Вышел ведущий, представил оркестрантов, сказал, что они оказали всем присутствующим большую честь, приехав в Суву. Он говорил еще что-то, но слышно было лишь в первых рядах. Вот он замолчал, музыканты встали, улыбаясь, вежливо раскланялись. Потом настроили инструменты, и концерт начался.
Мисс Реннер была полностью захвачена музыкой, она подалась вперед, не сводя глаз со сцены и теребя программку. А девочки слушали только полчаса, потом внимание ослабло, только самые громкие и бравурные места увлекали их. Куда интереснее смотреть на длинноволосого нервного скрипача, он то и дело дергал головой, волосы падали на глаза. Девочки подталкивали друг друга, хихикали и умолкли, только когда дама, сидевшая впереди, обернулась и строго на них посмотрела. Но скоро им надоело сидеть просто так, одни задремали, другие без конца ерзали, обмахиваясь программками. Меланхоличная музыка, казалось, сама располагала к дремоте в этих мягких и удобных креслах.
Но вот словно сотни птиц взмахнули крыльями — раздались бурные аплодисменты, музыканты раскланялись и ушли за кулисы. Зажглись огни, начался антракт. Сидящие впереди обменивались мнениями, мисс Реннер улыбалась, откинувшись на спинку кресла, — она была безмерно счастлива.
— А вам понравилось? — обернувшись к девочкам, вглядываясь в их лица, спросила она.
Кое-кто нерешительно поддакнул, другие только заулыбались и закивали головами. Не сознаваться же учительнице, что они не слушали.
Мисс Реннер еще раз оглядела своих учениц.
— В театре есть буфет.
Как хорошо избавиться, хоть на несколько минут, от гнетущей торжественной тишины зала. Вернувшись на свои места, они твердо решили: будем слушать всерьез. Публика внимала каждому звуку, все взгляды были прикованы к сцене. Девочки пытались слушать так же внимательно, но музыка зазвучала опять тихо и нежно, а мягкие кресла так и располагали к дреме. Девочки уже клевали носами, когда эта засоня Мириони все испортила. Безуспешно борясь со сном, она посмотрела на часы в тот момент, когда музыка затихла. Мириони замигала и хлопнула в ладоши. Один раз. В абсолютной тишине этот хлопок прозвучал как раскат грома. И — тишина, тишина, затаившая дыхание от ужаса. В публике прошел возмущенный шепот, люди поворачивали головы, чтобы взглядом испепелить невежу.

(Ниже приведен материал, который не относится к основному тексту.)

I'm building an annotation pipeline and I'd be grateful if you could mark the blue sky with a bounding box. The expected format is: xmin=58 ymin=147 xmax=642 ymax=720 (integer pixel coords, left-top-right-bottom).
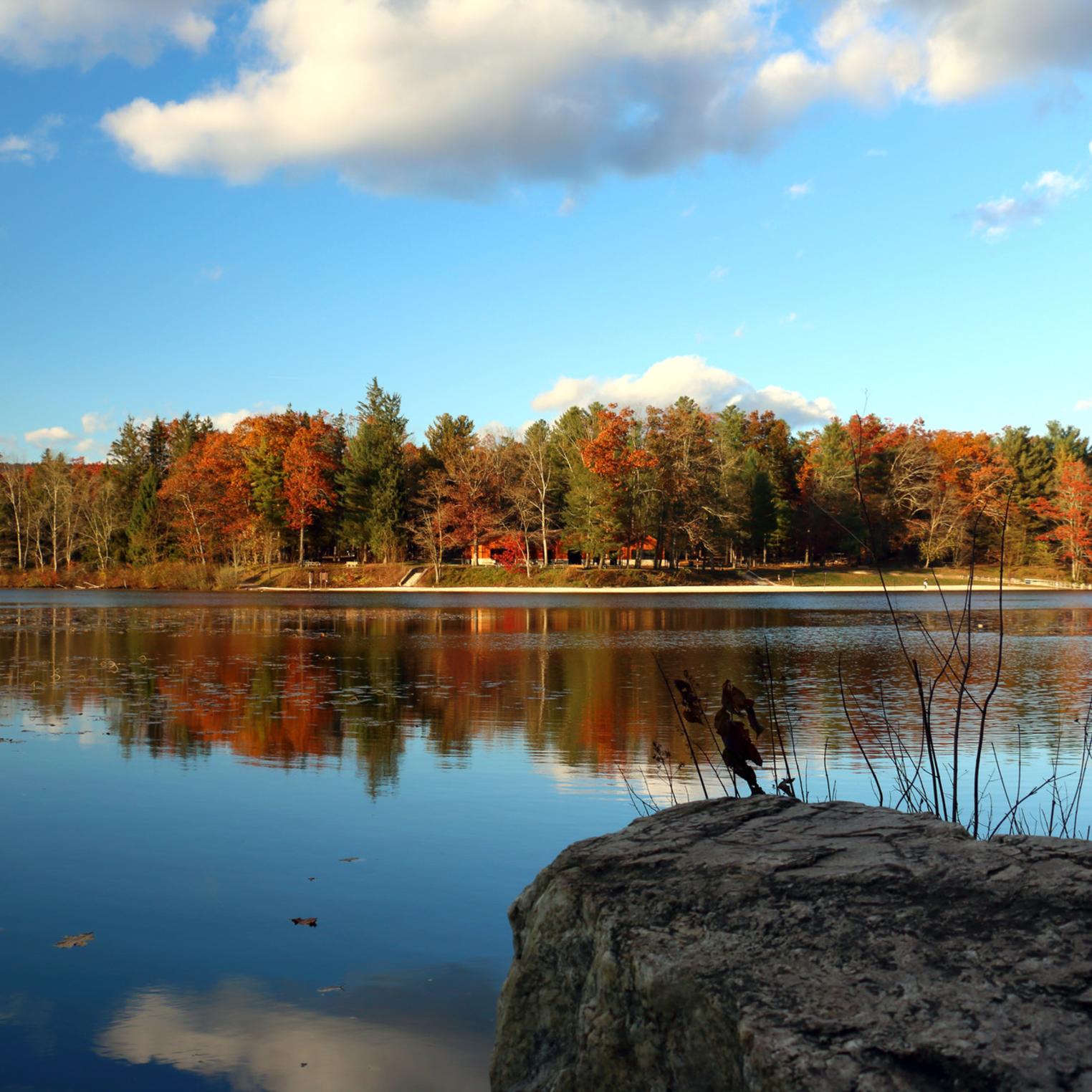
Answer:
xmin=0 ymin=0 xmax=1092 ymax=458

А музыканты играли спокойно и невозмутимо. Девочки испуганно присмирели. Мисс Реннер сидела, вытянувшись, как струнка, вне себя от негодования. А Мириони застыла от ужаса, поднеся руку к губам.
Однако и в этом девочки усмотрели смешное. Наблюдая за Мириони и переглядываясь, они буквально тряслись от еле сдерживаемого смеха. Нежные звуки наполняли зал, а школьницы тщетно пытались унять накатывающий на них смех. Конечно, от праздничной, неповторимо торжественной обстановки концерта ничего не осталось, хотя музыканты продолжали играть, а зал по-прежнему слушал их затаив дыхание.
…Автобус катит по городу, а девочки выслушивают холодные, злые слова мисс Реннер: они не оправдали ее доверия. Сказать нечего, они сидят, уставившись в окна. За чертой города автобус прибавил скорость. Уже не видно городских фонарей, под колесами не асфальт, а гравий. Вновь автобус летит сквозь кусты, свежий ветер обдувает лица.
И вдруг, не сговариваясь, девочки запели, их голоса то накатывались, то затихали в зеленом безбрежье. Вот фары — светлячки высветили знакомые деревья школьного сада. Голоса смолкли. И тут мисс Реннер вдруг поняла, как прекрасно было это пение. Жаль, что они поют только фиджийские песни, подумала она.